Cet article traite des interactions médicamenteuses qui diminuent l’efficacité des contraceptifs hormonaux et des contraceptifs d'urgence et exposent donc à un risque d’échec contraceptif et de grossesse non planifiée.
- Les femmes sous contraception hormonale doivent être informées du risque potentiel d’interaction de leur contraception avec d’autres médicaments. Lors de l’instauration d’un médicament susceptible d’interagir, le prescripteur doit tenir compte du moyen de contraception de la patiente. Si la prise du médicament responsable de l’interaction est indispensable, il convient de revoir la méthode contraceptive de la patiente.
- En cas de traitement par inducteur enzymatique, il faut tenir compte du fait que l'effet inducteur enzymatique peut persister jusqu’à un mois après l'arrêt du traitement inducteur enzymatique, et que les mesures pour éviter l'interaction doivent être poursuivies pendant 1 mois après l'arrêt d’un tel traitement.
- Voici les points sont abordés dans le présent article :

Cet article traite des interactions médicamenteuses qui diminuent l’efficacité des contraceptifs hormonaux et des contraceptifs d'urgence et exposent donc à un risque d’échec contraceptif et de grossesse non planifiée.

  • Il est essentiel que les femmes en âge de procréer qui prennent des médicaments tératogènes (p .ex. méthotrexate, certains antiépileptiques (voir Répertoire 10.7.), rétinoïdes (voir Répertoire 15.5.)) et qui peuvent devenir enceintes, aient une contraception efficace. Il faut faire particulièrement attention aux éventuelles interactions médicamenteuses chez ces femmes.

  • L’efficacité contraceptive des dispositifs intra-utérins (DIU) au cuivre (stérilet au cuivre) et au lévonorgestrel (stérilet hormonal) ainsi que de la médroxyprogestérone en injection i.m. (piqûre contraceptive) n’est pas influencée par des interactions médicamenteuses.

  • Les antibiotiques ne sont pas des inducteurs enzymatiques, exceptés la rifabutine et la rifampicine (voir plus loin). L'hypothèse selon laquelle les antibiotiques perturbent le cycle entéro-hépatique des estroprogestatifs et réduiraient ainsi leur absorption a été abandonnée. La plupart des sources ne recommandent pas de mesures contraceptives supplémentaires chez les femmes sous antibiothérapie (à l'exception de la rifampicine et de la rifabutine, voir plus loin), sauf si l’antibiothérapie induit des vomissements sévères ou des diarrhées aqueuses sévères (voir plus loin).

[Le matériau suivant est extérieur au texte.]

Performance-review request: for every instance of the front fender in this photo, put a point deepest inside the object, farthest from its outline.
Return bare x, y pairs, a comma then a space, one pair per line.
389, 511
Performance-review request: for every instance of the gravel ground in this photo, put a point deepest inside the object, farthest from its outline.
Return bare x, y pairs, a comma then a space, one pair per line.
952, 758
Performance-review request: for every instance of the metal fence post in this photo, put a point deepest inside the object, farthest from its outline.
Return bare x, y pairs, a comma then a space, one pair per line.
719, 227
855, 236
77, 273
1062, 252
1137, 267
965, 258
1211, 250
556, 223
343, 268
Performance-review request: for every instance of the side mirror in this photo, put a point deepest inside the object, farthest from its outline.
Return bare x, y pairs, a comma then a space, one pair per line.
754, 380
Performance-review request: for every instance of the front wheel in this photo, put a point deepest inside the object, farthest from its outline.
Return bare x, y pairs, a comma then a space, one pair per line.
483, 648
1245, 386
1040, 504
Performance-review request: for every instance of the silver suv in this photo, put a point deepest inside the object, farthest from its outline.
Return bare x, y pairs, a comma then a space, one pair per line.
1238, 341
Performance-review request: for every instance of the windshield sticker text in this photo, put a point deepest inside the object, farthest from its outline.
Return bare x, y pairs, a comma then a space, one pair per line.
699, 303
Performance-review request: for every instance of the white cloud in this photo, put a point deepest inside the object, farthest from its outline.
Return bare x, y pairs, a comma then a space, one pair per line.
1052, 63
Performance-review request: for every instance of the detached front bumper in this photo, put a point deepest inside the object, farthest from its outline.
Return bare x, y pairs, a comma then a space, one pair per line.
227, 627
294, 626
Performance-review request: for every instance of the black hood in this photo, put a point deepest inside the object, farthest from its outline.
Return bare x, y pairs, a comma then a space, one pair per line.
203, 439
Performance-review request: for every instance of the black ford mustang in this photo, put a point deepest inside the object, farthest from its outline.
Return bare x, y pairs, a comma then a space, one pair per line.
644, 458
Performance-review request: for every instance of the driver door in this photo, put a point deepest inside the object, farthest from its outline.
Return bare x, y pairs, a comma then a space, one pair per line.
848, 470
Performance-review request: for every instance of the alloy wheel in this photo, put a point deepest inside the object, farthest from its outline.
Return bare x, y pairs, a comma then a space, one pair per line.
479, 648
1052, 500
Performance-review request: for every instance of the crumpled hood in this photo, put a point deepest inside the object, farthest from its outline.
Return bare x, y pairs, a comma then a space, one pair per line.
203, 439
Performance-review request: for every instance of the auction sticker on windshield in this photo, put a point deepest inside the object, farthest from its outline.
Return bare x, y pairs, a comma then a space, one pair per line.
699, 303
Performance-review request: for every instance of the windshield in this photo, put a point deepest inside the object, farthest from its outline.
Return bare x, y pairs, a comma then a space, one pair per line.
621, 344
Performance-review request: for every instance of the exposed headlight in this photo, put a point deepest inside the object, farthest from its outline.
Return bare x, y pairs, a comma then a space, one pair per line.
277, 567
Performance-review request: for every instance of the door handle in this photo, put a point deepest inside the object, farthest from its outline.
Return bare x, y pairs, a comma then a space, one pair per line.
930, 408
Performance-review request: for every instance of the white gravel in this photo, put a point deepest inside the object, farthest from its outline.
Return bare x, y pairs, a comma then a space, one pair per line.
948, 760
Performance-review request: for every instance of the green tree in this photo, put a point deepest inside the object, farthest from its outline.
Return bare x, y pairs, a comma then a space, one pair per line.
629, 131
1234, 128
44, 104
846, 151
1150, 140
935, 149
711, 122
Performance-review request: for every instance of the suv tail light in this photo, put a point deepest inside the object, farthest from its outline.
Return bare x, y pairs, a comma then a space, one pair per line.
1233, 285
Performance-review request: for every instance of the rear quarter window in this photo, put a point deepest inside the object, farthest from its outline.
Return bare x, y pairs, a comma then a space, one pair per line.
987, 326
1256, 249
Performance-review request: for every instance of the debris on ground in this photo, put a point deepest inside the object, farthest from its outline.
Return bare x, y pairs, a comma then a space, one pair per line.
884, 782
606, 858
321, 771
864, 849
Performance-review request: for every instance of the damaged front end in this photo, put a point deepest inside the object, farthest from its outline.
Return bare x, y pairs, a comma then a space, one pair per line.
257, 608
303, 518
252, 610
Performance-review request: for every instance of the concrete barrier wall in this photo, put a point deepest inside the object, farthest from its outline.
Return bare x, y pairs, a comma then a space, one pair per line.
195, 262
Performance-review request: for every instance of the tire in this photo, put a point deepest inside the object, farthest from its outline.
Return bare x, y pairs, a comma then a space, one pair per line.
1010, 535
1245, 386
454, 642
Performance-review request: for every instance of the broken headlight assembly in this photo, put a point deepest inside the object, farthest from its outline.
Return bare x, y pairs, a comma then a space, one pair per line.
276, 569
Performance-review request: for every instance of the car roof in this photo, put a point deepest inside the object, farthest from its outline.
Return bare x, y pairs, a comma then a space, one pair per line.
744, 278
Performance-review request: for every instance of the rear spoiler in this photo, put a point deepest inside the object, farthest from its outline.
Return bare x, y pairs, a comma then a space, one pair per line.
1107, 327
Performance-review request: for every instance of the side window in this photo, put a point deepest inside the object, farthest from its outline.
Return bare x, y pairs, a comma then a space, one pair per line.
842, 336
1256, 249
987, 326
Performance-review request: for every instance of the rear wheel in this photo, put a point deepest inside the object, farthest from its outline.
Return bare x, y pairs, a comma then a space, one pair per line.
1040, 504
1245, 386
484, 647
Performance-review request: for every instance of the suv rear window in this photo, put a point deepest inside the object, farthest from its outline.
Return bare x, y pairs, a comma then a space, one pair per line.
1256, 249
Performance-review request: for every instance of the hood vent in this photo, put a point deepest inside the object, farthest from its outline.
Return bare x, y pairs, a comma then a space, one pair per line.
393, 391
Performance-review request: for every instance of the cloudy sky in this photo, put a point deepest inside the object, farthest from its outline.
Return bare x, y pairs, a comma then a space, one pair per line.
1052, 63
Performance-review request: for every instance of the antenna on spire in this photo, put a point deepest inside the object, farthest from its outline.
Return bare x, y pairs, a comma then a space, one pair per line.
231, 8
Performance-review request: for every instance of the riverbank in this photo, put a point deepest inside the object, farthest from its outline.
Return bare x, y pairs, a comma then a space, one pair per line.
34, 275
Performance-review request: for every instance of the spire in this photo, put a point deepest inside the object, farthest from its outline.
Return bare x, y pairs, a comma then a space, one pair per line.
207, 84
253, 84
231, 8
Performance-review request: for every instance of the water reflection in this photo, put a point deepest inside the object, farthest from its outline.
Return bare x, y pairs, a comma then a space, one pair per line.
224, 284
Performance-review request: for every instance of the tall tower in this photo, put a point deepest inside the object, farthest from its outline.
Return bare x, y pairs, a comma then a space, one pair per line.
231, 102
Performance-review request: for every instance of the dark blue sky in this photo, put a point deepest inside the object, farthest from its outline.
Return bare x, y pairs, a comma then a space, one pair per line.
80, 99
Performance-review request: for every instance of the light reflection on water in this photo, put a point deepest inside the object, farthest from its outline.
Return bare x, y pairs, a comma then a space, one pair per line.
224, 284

  • Points abordés dans cet article :
    Interactions liées à une augmentation du métabolisme des contraceptifs hormonaux et contraceptifs d'urgence.
    Interactions liées à une diminution de l’absorption orale des contraceptifs hormonaux et contraceptifs d'urgence.
    Interactions diverses.

Interactions liées à une augmentation du métabolisme des contraceptifs hormonaux et contraceptifs d'urgence

  • Les inducteurs de l’isoenzyme CYP3A4 (voir Tableau Ic dans le Répertoire, en particulier certains antiépileptiques ou le millepertuis) augmentent le métabolisme hépatique des estrogènes, des progestatifs et de l’ulipristal.

    L’estrogène estétrol (récemment commercialisé comme contraceptif, en association avec la drospirénone, voir Infos récentes octobre 2021) n’est pas métabolisé par le CYP3A4, mais par glucuronoconjugaison (par induction de l'UDP-glucuronyltransférase). Certains inducteurs enzymatiques du CYP3A4 (tels que la rifampicine) sont aussi des inducteurs de la  glucuronoconjugaison, et on considère actuellement que les interactions pour l’estétrol sont identiques à celles des estrogènes en général.
  • Le ritonavir, un médicament anti-VIH, est un inducteur de la glucuronoconjugaison. De cette manière, le ritonavir accélère le métabolisme des estrogènes et probablement aussi celui des progestatifs. D’après les preuves cliniques disponibles, il ne semble pas y avoir d’interaction avec l’ulipristal [voir Folia de janvier 2017].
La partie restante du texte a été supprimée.